Richard Breen à l'OSC le 20/12/2013
Richard Breen à l'OSC le 20/12/2013
- Séminaire OSC Richard Breen
Endogenous selection bias in studies of intergenerational mobility
Richard Breen, William Graham Sumner Professor of Sociology, Chair of the Sociology Department, Yale University (New-Haven, USA). Director of the Center for Research on Inequalities and the Life Course (CIQLE).
Vendredi 20 décembre 2013, de 09h30 à 11h en salle Annick Percheron (niv. -1), 98 rue de l'Université, 75007 Paris.

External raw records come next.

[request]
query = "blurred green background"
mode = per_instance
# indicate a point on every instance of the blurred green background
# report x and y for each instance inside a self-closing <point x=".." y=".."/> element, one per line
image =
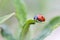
<point x="48" y="8"/>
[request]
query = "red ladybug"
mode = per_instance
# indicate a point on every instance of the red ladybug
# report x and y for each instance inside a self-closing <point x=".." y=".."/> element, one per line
<point x="39" y="18"/>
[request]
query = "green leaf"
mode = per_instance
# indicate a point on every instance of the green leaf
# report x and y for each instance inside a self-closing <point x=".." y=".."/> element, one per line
<point x="26" y="28"/>
<point x="6" y="17"/>
<point x="6" y="33"/>
<point x="20" y="11"/>
<point x="54" y="23"/>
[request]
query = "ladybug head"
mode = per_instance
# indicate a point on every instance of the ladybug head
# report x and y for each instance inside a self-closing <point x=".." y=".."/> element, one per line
<point x="39" y="18"/>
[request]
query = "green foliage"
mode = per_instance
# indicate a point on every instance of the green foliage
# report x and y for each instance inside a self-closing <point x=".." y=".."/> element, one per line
<point x="6" y="17"/>
<point x="20" y="11"/>
<point x="54" y="23"/>
<point x="25" y="28"/>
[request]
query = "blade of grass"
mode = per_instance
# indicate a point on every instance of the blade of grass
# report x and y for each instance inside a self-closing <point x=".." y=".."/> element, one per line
<point x="54" y="23"/>
<point x="20" y="11"/>
<point x="26" y="28"/>
<point x="6" y="17"/>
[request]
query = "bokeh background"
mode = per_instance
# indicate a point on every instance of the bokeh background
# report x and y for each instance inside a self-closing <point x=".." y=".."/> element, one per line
<point x="48" y="8"/>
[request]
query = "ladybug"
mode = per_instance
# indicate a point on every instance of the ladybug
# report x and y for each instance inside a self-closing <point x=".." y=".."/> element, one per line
<point x="40" y="18"/>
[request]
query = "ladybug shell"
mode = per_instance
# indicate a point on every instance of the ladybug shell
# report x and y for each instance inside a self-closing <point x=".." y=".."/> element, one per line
<point x="41" y="18"/>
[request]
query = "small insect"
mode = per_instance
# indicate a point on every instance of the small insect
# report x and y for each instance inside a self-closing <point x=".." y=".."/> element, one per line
<point x="39" y="18"/>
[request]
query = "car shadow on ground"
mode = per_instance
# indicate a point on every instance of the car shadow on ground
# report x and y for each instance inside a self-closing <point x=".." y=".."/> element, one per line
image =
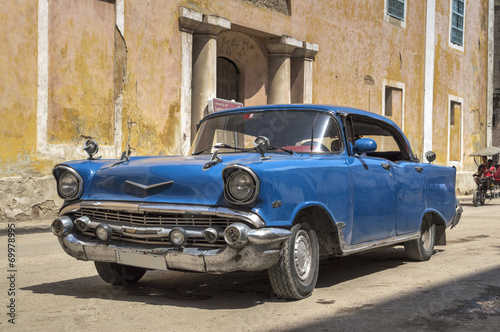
<point x="226" y="291"/>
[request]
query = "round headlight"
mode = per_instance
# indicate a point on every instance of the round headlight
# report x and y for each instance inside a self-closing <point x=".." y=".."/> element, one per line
<point x="68" y="185"/>
<point x="241" y="186"/>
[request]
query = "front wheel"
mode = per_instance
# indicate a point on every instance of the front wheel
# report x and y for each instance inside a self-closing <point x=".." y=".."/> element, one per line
<point x="482" y="197"/>
<point x="118" y="274"/>
<point x="475" y="197"/>
<point x="295" y="273"/>
<point x="422" y="248"/>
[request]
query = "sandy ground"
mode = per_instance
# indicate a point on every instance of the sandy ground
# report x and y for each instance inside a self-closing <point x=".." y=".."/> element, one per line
<point x="457" y="290"/>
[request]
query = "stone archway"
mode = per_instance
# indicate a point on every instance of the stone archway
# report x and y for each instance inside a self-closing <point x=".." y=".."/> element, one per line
<point x="247" y="56"/>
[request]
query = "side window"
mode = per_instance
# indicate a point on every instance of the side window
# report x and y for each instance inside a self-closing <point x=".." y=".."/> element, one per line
<point x="396" y="9"/>
<point x="395" y="12"/>
<point x="389" y="144"/>
<point x="457" y="22"/>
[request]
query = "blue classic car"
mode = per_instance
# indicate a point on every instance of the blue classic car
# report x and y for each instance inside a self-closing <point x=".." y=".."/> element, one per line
<point x="270" y="187"/>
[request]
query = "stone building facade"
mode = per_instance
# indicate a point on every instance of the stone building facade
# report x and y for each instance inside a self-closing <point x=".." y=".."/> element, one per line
<point x="137" y="75"/>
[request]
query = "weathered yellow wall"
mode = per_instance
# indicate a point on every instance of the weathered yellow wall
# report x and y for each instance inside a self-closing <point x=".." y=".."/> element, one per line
<point x="81" y="63"/>
<point x="463" y="75"/>
<point x="354" y="41"/>
<point x="152" y="87"/>
<point x="18" y="86"/>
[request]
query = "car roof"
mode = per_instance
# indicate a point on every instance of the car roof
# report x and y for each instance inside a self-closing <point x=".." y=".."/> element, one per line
<point x="311" y="107"/>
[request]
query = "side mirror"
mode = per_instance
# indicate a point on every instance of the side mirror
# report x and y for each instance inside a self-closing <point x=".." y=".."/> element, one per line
<point x="365" y="145"/>
<point x="262" y="146"/>
<point x="430" y="156"/>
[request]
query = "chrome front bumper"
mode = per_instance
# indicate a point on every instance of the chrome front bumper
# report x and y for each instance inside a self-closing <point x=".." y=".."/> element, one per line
<point x="140" y="237"/>
<point x="260" y="253"/>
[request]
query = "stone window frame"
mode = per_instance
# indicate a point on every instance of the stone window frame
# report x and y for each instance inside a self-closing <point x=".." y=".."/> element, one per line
<point x="397" y="85"/>
<point x="451" y="44"/>
<point x="392" y="19"/>
<point x="69" y="151"/>
<point x="455" y="100"/>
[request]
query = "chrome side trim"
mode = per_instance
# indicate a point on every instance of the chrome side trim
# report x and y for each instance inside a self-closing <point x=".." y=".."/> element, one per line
<point x="348" y="250"/>
<point x="247" y="216"/>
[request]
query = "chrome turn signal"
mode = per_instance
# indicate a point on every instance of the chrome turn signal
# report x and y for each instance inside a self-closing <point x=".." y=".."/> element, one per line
<point x="62" y="226"/>
<point x="178" y="236"/>
<point x="236" y="235"/>
<point x="82" y="223"/>
<point x="103" y="232"/>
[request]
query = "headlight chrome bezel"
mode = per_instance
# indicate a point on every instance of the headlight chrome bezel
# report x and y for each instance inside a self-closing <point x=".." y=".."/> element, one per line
<point x="231" y="173"/>
<point x="63" y="171"/>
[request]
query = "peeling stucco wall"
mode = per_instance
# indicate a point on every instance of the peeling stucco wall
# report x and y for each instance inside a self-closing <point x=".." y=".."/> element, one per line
<point x="25" y="199"/>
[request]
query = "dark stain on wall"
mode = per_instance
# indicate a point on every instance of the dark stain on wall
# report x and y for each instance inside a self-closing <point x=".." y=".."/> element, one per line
<point x="280" y="6"/>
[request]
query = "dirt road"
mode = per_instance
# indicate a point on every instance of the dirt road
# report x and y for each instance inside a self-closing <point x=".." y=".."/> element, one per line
<point x="457" y="290"/>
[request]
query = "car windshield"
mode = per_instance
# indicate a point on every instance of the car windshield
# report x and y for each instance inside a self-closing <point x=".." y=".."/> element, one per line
<point x="299" y="131"/>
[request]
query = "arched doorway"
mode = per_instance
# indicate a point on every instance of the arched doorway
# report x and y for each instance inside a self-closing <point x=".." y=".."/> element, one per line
<point x="228" y="79"/>
<point x="239" y="53"/>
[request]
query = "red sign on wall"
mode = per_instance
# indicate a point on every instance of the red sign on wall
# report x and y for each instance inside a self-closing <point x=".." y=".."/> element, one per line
<point x="217" y="104"/>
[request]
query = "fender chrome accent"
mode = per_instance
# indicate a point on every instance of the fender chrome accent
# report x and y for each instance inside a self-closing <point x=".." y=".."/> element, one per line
<point x="348" y="250"/>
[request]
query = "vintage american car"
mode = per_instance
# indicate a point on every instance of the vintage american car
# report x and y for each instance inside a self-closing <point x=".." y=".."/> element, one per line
<point x="271" y="187"/>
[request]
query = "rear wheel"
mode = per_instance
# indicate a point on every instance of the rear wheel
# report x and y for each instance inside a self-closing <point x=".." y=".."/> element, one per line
<point x="475" y="197"/>
<point x="482" y="197"/>
<point x="295" y="273"/>
<point x="117" y="274"/>
<point x="422" y="248"/>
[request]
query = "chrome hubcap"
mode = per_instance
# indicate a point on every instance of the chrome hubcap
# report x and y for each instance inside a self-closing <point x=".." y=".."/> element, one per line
<point x="425" y="235"/>
<point x="302" y="255"/>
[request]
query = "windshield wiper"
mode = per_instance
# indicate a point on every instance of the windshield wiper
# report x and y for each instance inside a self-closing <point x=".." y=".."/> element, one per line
<point x="272" y="147"/>
<point x="220" y="146"/>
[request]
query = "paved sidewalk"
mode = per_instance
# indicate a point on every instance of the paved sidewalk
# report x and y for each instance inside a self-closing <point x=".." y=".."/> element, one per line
<point x="29" y="227"/>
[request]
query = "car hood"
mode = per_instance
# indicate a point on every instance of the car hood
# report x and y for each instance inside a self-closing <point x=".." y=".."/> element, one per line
<point x="165" y="179"/>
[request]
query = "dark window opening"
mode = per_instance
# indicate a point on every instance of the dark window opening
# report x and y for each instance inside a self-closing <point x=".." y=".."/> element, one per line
<point x="228" y="79"/>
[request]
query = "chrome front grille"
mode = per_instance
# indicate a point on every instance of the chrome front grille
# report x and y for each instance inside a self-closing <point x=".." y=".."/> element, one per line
<point x="156" y="219"/>
<point x="166" y="220"/>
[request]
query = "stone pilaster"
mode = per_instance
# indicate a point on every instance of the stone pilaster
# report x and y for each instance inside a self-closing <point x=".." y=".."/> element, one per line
<point x="204" y="82"/>
<point x="301" y="73"/>
<point x="280" y="51"/>
<point x="188" y="21"/>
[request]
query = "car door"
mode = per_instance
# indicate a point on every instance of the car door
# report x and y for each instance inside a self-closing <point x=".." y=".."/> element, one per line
<point x="374" y="207"/>
<point x="410" y="195"/>
<point x="374" y="192"/>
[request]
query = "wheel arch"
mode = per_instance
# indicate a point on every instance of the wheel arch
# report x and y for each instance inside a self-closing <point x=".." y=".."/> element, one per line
<point x="438" y="220"/>
<point x="325" y="227"/>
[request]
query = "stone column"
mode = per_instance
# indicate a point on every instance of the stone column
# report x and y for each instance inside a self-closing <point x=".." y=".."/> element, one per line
<point x="301" y="73"/>
<point x="205" y="66"/>
<point x="280" y="51"/>
<point x="188" y="21"/>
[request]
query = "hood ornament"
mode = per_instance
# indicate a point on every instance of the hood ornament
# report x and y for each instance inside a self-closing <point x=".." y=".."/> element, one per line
<point x="262" y="146"/>
<point x="141" y="190"/>
<point x="214" y="160"/>
<point x="152" y="186"/>
<point x="91" y="147"/>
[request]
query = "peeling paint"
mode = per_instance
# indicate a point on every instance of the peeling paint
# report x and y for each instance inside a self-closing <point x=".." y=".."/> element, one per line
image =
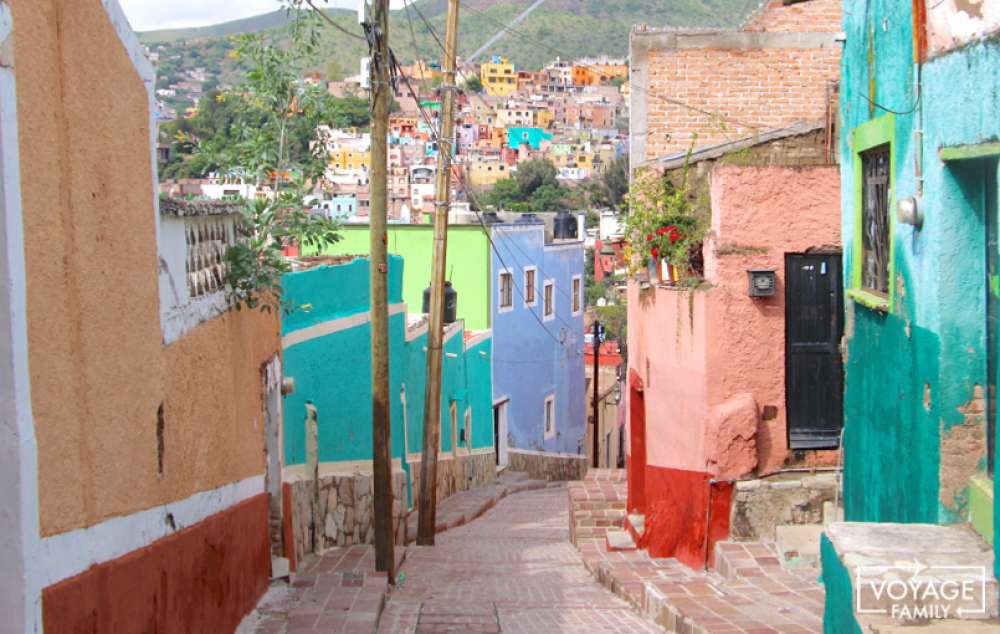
<point x="962" y="449"/>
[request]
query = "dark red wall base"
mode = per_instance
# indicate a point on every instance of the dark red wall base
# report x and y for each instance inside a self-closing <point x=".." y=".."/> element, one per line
<point x="204" y="578"/>
<point x="677" y="514"/>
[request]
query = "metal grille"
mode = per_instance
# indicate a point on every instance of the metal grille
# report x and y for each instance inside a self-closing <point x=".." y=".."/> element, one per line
<point x="875" y="220"/>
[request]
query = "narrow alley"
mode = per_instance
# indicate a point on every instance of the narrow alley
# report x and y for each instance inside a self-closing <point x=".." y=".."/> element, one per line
<point x="511" y="570"/>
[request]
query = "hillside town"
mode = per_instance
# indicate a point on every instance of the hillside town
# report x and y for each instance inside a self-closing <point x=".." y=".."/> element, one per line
<point x="703" y="339"/>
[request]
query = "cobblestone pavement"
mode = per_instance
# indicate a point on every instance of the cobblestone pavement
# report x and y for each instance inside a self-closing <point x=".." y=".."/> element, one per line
<point x="512" y="570"/>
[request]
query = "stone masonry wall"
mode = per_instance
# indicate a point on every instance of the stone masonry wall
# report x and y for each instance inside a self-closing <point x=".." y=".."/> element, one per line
<point x="553" y="468"/>
<point x="761" y="505"/>
<point x="456" y="474"/>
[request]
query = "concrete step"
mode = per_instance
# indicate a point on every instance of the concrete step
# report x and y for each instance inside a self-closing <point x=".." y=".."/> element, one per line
<point x="798" y="544"/>
<point x="635" y="524"/>
<point x="618" y="541"/>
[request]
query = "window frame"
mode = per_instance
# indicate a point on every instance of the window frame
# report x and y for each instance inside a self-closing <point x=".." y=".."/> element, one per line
<point x="501" y="308"/>
<point x="548" y="307"/>
<point x="576" y="290"/>
<point x="867" y="136"/>
<point x="533" y="286"/>
<point x="546" y="432"/>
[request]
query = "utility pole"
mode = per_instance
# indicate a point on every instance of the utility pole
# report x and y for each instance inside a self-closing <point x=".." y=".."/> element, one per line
<point x="427" y="515"/>
<point x="598" y="329"/>
<point x="378" y="37"/>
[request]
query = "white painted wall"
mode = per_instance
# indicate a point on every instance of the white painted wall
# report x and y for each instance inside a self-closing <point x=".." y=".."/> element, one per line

Endogenous selection bias is inherent in the design of studies of intergenerational mobility, though few if any sociologists and economists have recognized this. I ask how the results of studies of intergenerational mobility should be interpreted in the light of this problem. The central question is whether such studies give us any guidance as to how policy makers might intervene to change rates of intergenerational association between parents’ and adult children’s income, class, education, smoking status or whatever. I also ask what light results of these analyses can shed on differences between societies (or other groups, such as birth cohorts). I shall argue, and demonstrate, that the results of analyses of intergenerational mobility are very difficult to interpret except as purely descriptive. There is little or no basis for using them to make policy recommendations or to draw conclusions about differences in the processes of intergenerational transmission between societies or other groups.